In [1]:
import pandas as pd
import numpy as np
from sklearn.feature_extraction.text import TfidfVectorizer
from nltk.tokenize import regexp_tokenize
from nltk.stem.porter import PorterStemmer
import time
from scipy.sparse import csr_matrix

In [2]:
start_time = time.time()
train = pd.read_csv("input/train.tsv", sep='\t')
train = train[:10000]
test = pd.read_csv("input/test.tsv", sep='\t')
test = test[:10000]
print('[{}] Finished to load train/test'.format(time.time() - start_time))

[19.159508228302002] Finished to load train/test


In [3]:
def clean_missing(df):
    df["category_name"] = df["category_name"].replace(np.NaN, "")
    df["brand_name"] = df["brand_name"].replace(np.NaN, "")
    df["item_description"] = df["item_description"].replace(np.NaN, "")
    df["item_description"] = df["item_description"].replace(np.NaN, "")
    return df

start_time = time.time()
train = clean_missing(train)
test = clean_missing(test)

print('[{}] Finished to replace NaN'.format(time.time() - start_time))


[0.1779642105102539] Finished to replace NaN


In [4]:
def split_cat(text):
    if text.count('/') > 1:
        return text.split("/")
    else:
        return (["No Label", "No Label", "No Label"])
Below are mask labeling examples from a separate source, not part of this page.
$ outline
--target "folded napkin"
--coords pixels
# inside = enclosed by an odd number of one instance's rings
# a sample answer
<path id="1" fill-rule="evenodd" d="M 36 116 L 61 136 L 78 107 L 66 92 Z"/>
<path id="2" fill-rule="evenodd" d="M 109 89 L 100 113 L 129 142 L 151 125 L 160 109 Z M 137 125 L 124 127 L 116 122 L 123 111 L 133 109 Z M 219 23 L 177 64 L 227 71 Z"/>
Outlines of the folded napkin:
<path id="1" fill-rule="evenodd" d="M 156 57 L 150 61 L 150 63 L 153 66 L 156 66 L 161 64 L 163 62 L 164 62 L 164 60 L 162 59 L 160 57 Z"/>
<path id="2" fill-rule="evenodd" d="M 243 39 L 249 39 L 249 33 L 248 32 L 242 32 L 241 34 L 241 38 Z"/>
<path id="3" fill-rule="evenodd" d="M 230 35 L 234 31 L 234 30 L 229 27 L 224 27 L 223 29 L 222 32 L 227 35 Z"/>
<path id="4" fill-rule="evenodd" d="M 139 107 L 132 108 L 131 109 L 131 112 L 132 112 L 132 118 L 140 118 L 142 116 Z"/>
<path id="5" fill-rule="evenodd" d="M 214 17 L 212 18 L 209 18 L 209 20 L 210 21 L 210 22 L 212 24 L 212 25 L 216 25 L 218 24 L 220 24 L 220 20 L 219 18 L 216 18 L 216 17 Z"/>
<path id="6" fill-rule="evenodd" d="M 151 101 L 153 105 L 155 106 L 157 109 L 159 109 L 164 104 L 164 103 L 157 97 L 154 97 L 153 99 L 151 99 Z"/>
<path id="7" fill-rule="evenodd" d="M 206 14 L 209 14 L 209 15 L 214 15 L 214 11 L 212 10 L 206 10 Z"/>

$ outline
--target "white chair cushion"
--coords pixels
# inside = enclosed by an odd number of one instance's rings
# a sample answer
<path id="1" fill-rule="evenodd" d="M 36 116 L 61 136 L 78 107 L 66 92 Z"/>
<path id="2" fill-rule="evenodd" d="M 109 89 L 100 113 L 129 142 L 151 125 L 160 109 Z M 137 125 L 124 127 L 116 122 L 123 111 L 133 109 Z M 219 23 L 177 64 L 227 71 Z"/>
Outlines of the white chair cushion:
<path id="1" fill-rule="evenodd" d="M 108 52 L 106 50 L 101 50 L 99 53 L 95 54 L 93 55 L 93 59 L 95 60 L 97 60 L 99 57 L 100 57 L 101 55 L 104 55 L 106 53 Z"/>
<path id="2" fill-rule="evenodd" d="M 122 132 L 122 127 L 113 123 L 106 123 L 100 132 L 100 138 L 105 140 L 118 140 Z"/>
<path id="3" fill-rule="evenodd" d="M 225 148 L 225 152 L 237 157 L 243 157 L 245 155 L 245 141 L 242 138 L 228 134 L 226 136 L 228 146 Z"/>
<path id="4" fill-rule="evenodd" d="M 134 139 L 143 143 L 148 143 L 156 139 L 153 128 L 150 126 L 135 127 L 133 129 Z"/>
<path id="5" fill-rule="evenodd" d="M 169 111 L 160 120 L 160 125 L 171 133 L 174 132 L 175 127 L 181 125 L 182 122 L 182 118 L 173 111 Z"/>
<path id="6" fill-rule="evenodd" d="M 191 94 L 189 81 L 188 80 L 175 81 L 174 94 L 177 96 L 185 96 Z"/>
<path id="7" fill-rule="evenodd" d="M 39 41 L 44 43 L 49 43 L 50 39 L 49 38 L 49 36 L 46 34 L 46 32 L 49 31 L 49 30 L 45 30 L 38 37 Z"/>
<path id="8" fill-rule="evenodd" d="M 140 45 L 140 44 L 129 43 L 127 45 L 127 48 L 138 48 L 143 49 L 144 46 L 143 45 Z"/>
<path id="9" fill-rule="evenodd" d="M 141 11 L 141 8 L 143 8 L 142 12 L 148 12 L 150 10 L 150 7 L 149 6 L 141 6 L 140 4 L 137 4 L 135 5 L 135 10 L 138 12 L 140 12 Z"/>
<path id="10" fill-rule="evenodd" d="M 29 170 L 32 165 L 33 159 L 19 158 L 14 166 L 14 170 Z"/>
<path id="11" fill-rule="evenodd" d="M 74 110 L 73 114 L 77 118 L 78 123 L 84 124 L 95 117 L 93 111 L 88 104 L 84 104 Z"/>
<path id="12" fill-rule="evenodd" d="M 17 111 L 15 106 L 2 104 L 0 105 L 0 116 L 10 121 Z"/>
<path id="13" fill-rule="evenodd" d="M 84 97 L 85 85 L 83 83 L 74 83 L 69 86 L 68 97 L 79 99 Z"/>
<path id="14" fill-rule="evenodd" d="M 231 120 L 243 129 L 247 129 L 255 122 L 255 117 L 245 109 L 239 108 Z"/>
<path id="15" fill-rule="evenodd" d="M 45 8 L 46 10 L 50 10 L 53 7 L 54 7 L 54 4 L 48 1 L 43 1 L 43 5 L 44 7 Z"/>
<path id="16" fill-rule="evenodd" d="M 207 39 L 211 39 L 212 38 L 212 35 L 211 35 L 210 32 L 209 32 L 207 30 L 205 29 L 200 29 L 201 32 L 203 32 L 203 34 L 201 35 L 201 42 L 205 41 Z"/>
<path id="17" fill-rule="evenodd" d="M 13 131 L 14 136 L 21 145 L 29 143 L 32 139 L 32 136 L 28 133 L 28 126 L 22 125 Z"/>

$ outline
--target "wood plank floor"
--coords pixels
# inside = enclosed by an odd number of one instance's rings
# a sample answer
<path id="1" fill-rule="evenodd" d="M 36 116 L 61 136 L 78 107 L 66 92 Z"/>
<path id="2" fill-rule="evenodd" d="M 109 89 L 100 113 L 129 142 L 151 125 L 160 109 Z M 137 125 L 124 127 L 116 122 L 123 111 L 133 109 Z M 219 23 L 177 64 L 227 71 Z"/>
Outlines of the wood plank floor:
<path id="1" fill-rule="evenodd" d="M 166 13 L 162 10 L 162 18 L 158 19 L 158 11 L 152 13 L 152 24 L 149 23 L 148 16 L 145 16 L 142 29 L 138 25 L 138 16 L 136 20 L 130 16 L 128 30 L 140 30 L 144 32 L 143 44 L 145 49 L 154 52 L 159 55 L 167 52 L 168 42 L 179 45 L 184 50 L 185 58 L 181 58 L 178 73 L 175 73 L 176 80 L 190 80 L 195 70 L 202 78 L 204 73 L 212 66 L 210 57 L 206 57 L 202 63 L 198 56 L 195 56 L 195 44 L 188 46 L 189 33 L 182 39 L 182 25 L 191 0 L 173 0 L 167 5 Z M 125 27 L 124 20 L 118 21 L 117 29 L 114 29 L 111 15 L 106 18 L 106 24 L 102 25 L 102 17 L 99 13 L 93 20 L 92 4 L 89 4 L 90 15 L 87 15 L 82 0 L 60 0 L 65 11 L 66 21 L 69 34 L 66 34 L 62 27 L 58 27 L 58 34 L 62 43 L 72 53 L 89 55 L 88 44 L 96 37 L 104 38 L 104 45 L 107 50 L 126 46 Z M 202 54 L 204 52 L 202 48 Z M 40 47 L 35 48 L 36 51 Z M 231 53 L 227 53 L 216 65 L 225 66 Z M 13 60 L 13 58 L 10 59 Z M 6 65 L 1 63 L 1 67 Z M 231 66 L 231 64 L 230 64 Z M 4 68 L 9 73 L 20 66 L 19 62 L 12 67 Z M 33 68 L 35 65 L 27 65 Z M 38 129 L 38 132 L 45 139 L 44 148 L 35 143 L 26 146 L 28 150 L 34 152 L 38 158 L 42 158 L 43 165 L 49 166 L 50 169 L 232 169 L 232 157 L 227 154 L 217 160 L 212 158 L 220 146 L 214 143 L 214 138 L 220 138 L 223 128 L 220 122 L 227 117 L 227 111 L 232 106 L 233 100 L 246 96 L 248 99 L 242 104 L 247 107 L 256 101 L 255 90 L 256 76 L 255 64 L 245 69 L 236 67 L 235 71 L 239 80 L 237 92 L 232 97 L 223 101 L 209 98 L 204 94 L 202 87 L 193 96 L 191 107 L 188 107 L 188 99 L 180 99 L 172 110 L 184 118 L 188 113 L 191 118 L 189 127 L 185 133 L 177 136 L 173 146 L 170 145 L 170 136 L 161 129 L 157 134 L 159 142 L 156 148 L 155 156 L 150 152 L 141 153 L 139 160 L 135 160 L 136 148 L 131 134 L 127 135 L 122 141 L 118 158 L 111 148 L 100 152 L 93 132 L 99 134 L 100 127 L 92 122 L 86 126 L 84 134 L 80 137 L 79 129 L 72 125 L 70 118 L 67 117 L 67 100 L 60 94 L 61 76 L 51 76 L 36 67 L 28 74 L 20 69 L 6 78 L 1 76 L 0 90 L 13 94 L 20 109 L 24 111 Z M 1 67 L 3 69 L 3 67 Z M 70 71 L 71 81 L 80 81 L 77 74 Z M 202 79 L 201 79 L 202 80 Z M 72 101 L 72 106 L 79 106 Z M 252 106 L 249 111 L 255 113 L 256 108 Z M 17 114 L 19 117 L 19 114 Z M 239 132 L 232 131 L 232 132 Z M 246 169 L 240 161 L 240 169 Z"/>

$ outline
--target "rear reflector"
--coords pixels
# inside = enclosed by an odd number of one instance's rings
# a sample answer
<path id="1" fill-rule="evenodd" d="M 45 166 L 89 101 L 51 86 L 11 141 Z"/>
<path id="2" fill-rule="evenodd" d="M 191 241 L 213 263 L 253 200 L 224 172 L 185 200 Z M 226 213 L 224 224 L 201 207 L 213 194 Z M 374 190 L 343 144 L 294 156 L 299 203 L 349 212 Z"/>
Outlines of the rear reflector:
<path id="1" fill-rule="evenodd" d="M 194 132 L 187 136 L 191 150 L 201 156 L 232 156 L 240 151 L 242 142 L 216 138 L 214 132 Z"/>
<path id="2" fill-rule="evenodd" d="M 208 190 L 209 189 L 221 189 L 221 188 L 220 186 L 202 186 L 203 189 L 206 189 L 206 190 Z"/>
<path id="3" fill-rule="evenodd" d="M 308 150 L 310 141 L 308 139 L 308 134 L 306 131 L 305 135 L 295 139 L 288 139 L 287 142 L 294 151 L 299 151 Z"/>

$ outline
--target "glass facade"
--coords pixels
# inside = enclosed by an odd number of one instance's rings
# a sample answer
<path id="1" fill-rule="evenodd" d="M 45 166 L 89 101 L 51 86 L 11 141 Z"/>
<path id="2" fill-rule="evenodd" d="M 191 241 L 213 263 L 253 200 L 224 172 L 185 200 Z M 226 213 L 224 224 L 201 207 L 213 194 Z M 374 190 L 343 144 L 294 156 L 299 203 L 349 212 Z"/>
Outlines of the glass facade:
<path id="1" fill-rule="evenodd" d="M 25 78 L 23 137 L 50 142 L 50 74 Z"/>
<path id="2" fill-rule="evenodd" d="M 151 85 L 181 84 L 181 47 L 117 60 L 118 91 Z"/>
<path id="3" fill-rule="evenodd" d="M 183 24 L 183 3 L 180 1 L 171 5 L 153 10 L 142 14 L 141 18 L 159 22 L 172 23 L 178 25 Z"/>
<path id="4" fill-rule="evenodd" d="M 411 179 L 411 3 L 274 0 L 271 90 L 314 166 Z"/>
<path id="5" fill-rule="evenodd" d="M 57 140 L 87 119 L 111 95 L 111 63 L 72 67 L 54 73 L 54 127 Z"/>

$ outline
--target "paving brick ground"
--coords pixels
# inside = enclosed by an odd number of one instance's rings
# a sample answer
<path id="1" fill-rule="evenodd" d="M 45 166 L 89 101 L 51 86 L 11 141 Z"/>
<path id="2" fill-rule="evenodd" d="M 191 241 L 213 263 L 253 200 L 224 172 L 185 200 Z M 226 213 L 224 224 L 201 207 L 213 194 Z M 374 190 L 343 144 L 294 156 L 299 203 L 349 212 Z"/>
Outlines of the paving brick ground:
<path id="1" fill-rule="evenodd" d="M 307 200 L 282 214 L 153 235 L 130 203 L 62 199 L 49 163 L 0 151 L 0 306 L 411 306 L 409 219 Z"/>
def transform_category_name(df):
    df['general_cat'], df['subcat_1'], df['subcat_2'] = \
    zip(*df['category_name'].apply(lambda x: split_cat(x)))
    return df

start_time = time.time()
train = transform_category_name(train)
test = transform_category_name(test)

print('[{}] Finished to transform category_name'.format(time.time() - start_time))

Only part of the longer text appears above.